Suppose I have a matrix A, the size of which is 2000*1000 double. Then I apply Matlab build in function "kmeans"to the matrix A.

k = 8;
[idx,C] = kmeans(A, k, 'Distance', 'cosine');

I get C = 8*1000 double; idx = 2000*1 double, with values from 1 to 8; According to the documentation, C returns the k cluster centroid locations in the k-by-p (8 by 1000) matrix. And idx returns an n-by-1 vector containing cluster indices of each observation. My question is:

1) I do not know how to understand the C, the centroid locations. Locations should be represented as (x,y), right? How to understand the matrix C correctly?

2) What are the final centers c1, c2,...,ck? Are they just values or locations?

3) For each cluster, if I only want to get the vector closest to the center of this cluster, how to calculate and get it?

Thanks!


Solution

  • Before I answer the three parts, I'll just explain the syntax that is used in MATLAB's explanation of k-means (http://www.mathworks.com/help/stats/kmeans.html).

    • A is your data matrix (it's represented as X in the link). There are n rows (in this case, 2000), which represent the number of observations/data points that you have. There are also p columns (in this case, 1000), which represent the number of "features" that each data points has. For example, if your data consisted of 2D points, then p would equal 2.
    • k is the number of clusters that you want to group the data into. Based on the dimensions of C that you gave, k must be 8.

    Now I will answer the three parts:

    1. The C matrix has dimensions k x p. Each row represents a centroid. Centroid locations DO NOT have to be (x, y) at all. The dimensions of the centroid locations are equal to p. In other words, if you have 2D points, you could graph the centroids as (x, y). If you have 3D points, you could graph the centroids as (x, y, z). Since each data point in A has 1000 features, your centroids therefore have 1000 dimensions.
    2. This is sort of difficult to explain without knowing what your data is exactly. Centroids are certainly not just values, and they may not necessarily be locations. If your data A were coordinate points, you could certainly represent the centroids as locations. However, we can view it more generally. If you had a cluster centroid i and the data points v that are grouped with that centroid, the centroid would represent the data point that is most similar to those in its cluster. Hopefully, that makes sense, and I can give a clearer explanation if necessary.
    3. The k-means method actually gives us a good way to accomplish this. The function actually has 4 possible outputs, but I will focus on the 4th, which I will call D:

      [idx,C,sumd,D] = kmeans(A, k, 'Distance', 'cosine');
      

      D has dimensions n x k. For a data point i, the row i in the D matrix gives the distance from that point to every centroid. Therefore, for each centroid, you simply need to find the data point closest to this, and return that corresponding data point. I can supply the short code for this if you need it.

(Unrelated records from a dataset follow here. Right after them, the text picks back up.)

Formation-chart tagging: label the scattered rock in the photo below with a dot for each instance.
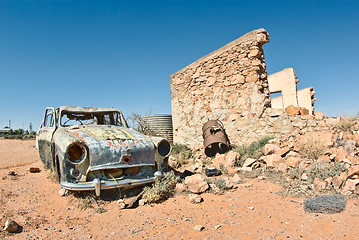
(292, 110)
(198, 228)
(141, 202)
(63, 192)
(349, 186)
(249, 162)
(173, 162)
(325, 204)
(34, 169)
(232, 158)
(219, 160)
(232, 170)
(283, 151)
(194, 198)
(318, 116)
(293, 161)
(180, 187)
(235, 179)
(337, 181)
(319, 184)
(196, 183)
(11, 226)
(121, 204)
(272, 160)
(270, 148)
(215, 189)
(212, 171)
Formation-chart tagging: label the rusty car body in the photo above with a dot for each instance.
(94, 149)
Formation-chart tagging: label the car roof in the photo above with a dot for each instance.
(87, 109)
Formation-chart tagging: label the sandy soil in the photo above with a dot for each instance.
(252, 211)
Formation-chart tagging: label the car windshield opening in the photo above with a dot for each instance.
(69, 118)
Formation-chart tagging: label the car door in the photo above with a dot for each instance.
(44, 137)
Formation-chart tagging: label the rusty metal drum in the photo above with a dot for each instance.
(215, 138)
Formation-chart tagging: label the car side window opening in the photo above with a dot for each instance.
(49, 118)
(82, 118)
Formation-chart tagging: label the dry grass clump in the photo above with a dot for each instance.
(312, 148)
(252, 150)
(346, 124)
(162, 189)
(324, 170)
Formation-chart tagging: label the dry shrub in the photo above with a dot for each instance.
(312, 148)
(346, 124)
(162, 189)
(324, 170)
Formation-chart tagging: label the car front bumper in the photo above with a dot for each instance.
(98, 184)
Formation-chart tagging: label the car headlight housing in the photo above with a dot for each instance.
(76, 152)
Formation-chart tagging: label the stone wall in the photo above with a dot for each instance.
(230, 84)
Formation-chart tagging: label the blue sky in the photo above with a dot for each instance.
(122, 53)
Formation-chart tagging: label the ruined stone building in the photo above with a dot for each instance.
(285, 82)
(231, 84)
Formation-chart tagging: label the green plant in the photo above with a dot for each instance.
(223, 168)
(312, 148)
(296, 172)
(252, 150)
(346, 124)
(162, 189)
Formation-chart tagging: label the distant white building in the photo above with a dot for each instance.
(5, 130)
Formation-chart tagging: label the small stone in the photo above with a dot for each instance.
(293, 161)
(34, 169)
(232, 158)
(319, 116)
(270, 148)
(214, 188)
(63, 192)
(249, 162)
(194, 198)
(319, 184)
(292, 110)
(11, 226)
(180, 187)
(196, 183)
(198, 228)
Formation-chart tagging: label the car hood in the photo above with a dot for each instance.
(115, 147)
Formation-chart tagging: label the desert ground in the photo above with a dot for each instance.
(253, 210)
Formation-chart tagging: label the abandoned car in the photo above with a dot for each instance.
(94, 149)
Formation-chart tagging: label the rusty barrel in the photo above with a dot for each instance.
(215, 138)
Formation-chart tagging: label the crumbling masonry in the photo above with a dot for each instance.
(230, 84)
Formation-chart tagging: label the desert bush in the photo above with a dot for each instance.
(324, 170)
(296, 172)
(312, 148)
(162, 189)
(252, 150)
(346, 124)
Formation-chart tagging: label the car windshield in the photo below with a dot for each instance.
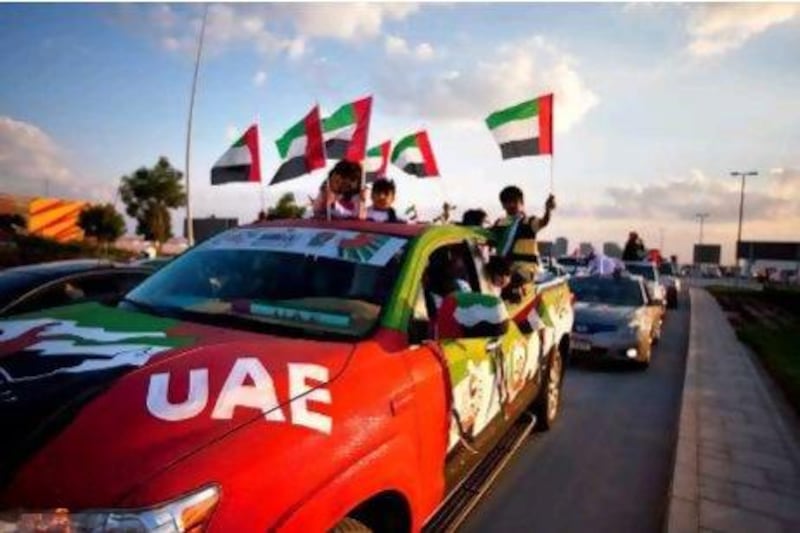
(611, 291)
(646, 271)
(667, 269)
(307, 282)
(14, 284)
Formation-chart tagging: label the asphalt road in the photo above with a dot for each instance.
(607, 464)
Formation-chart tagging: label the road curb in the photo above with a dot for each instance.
(683, 507)
(720, 481)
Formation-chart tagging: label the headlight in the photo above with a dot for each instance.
(188, 513)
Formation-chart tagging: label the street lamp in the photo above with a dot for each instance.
(702, 217)
(741, 208)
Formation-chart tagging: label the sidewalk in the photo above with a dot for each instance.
(737, 466)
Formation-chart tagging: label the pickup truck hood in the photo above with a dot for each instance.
(102, 399)
(602, 314)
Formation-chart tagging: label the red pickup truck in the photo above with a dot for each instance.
(295, 375)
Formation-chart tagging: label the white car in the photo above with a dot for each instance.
(655, 288)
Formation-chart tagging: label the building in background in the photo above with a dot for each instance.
(205, 228)
(560, 247)
(54, 218)
(612, 249)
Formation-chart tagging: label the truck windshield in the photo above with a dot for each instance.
(292, 281)
(648, 272)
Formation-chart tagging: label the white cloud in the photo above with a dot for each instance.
(29, 158)
(32, 163)
(231, 133)
(718, 28)
(260, 78)
(269, 28)
(346, 21)
(398, 47)
(507, 74)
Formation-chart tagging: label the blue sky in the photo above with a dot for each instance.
(655, 103)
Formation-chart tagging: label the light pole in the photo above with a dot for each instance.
(741, 209)
(702, 217)
(189, 225)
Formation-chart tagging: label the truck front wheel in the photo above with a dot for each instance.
(351, 525)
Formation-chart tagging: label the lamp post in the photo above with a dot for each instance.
(702, 217)
(741, 209)
(189, 225)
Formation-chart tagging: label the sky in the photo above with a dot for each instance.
(655, 104)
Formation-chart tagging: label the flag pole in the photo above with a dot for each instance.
(189, 224)
(261, 186)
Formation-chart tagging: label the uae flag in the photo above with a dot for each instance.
(240, 162)
(524, 129)
(413, 154)
(301, 148)
(376, 162)
(345, 131)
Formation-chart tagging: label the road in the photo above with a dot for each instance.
(607, 464)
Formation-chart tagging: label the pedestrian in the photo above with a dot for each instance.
(341, 194)
(516, 233)
(634, 248)
(382, 208)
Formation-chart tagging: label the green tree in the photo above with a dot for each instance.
(12, 222)
(149, 194)
(286, 208)
(102, 222)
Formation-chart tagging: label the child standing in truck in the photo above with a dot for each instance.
(341, 193)
(382, 210)
(516, 233)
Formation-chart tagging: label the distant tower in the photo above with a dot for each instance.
(612, 249)
(560, 247)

    Also, just a tip. You should probably use kmeans++ method of initializing the centroids. It's faster and generally better. You can call it using this:

    [idx,C,sumd,D] = kmeans(A, k, 'Distance', 'cosine', 'Start', 'plus');
    

    Edit:

    Here is the code necessary for part 3:

    [~, min_idxs] = min(D, [], 1);
    closest_vecs = A(min_idxs, :);
    

    Each row i of closest_vecs is the vector that is closest to centroid i.